I haven't written here in a while, as things have been going pretty well in my life. However, I had some strange dreams these last few days. One had to do with Alzheimer's and my father. It wasn't that he had contracted it, but I started worrying about it affecting my father and this weird epiphany struck me: We spend our entire lives learning as much as we can...In a constant information overflow. We always seek to learn, yet 1 day we all have a shot at losing our mind completely. Is there a some kind of button in our head that is pushed, and somehow dumps all data we've had over the years, except the knowledge to just survive on the bare minimum?
I am pretty sure this was during the dream I had about Juliet and I purchasing a new home. We found a beautiful property that was very modern and had a massive back yard. However, the house was extremely cluttered. What i loved about the house was the backyard. It had a beautiful pool with overpasses and grotto'esque caves. What stuck out was this tiny little bridge stepping over a narrow canal of water. As we walked back into the home after being outside, we noticed that the place had an extra room that we weren't aware of. It had floor to ceiling windows looking into the back yard, and plenty of room for a plasma on the wall and a seating area for theatre viewing. Of course this room was a mess as well. I also remember saying "This house is well over 2,000 square feet!" and I awoke.

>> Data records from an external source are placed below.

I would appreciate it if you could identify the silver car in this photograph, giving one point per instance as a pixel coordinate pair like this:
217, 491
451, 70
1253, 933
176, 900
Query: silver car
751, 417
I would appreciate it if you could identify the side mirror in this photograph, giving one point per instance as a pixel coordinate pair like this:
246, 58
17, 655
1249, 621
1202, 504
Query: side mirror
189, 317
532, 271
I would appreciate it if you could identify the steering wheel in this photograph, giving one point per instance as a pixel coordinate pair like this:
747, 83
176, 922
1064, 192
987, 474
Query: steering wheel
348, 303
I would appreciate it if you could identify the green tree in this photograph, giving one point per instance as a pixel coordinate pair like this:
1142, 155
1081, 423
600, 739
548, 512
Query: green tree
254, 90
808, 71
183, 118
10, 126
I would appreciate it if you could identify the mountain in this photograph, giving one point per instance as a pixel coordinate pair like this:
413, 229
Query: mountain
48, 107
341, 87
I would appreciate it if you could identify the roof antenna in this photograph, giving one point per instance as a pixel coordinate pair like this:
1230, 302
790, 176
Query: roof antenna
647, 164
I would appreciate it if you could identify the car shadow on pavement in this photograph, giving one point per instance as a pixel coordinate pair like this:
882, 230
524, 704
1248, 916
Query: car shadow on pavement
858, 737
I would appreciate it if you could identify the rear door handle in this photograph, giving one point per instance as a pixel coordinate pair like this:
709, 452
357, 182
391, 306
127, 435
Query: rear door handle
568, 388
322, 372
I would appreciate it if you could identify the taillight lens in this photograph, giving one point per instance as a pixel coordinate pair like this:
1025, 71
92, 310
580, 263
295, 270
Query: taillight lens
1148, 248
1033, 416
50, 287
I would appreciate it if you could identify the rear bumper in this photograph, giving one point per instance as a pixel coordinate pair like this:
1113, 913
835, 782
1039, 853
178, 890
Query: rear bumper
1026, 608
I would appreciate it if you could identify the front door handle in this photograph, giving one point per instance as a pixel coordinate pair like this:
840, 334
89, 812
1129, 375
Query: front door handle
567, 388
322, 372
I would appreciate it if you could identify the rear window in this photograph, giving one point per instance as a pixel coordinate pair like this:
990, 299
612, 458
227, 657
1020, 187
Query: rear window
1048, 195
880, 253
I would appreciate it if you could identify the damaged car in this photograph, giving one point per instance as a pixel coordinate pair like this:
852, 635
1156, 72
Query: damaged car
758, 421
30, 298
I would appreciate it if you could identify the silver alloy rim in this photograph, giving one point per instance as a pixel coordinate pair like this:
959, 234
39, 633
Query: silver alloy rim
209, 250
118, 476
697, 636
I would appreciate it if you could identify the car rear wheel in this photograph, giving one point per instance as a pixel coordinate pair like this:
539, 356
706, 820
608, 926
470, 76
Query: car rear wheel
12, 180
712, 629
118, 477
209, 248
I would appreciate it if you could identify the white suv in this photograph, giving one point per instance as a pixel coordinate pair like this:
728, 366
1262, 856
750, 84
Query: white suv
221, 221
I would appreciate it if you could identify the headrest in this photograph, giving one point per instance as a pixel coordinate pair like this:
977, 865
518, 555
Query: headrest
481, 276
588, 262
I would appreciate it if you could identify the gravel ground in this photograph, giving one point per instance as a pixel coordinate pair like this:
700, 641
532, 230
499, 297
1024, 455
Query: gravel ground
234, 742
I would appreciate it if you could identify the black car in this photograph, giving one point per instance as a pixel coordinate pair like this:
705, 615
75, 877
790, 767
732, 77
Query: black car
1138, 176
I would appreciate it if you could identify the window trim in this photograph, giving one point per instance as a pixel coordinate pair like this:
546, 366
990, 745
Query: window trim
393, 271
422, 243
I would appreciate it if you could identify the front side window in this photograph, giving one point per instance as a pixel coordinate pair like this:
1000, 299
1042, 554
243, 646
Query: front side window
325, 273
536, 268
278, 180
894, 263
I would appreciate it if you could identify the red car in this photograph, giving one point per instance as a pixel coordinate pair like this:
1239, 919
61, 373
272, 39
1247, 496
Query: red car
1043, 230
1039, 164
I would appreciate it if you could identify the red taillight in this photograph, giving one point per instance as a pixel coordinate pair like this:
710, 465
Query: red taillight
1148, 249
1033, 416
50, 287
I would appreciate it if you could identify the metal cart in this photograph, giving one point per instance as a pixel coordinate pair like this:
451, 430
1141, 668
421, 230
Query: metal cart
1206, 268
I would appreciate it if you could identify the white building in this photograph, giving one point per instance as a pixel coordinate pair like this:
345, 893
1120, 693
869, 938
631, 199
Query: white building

I've still been having the weird instances of me sensing songs that will be playing next. I've also had a few things where people were going to tell me something and I already knew. Aside from that, life has been treating me fairly well. Up's and down's, but more up's than anything.
At this point in my life, I'm noticing that a lot of feelings of mortality have been kicking in. I'm aware that i won't be here forever, and I find myself preparing for my loved ones to pass one day. It's a saddening thought, but it is making me realize that I need to cherish each day on this earth, and the people who surround me.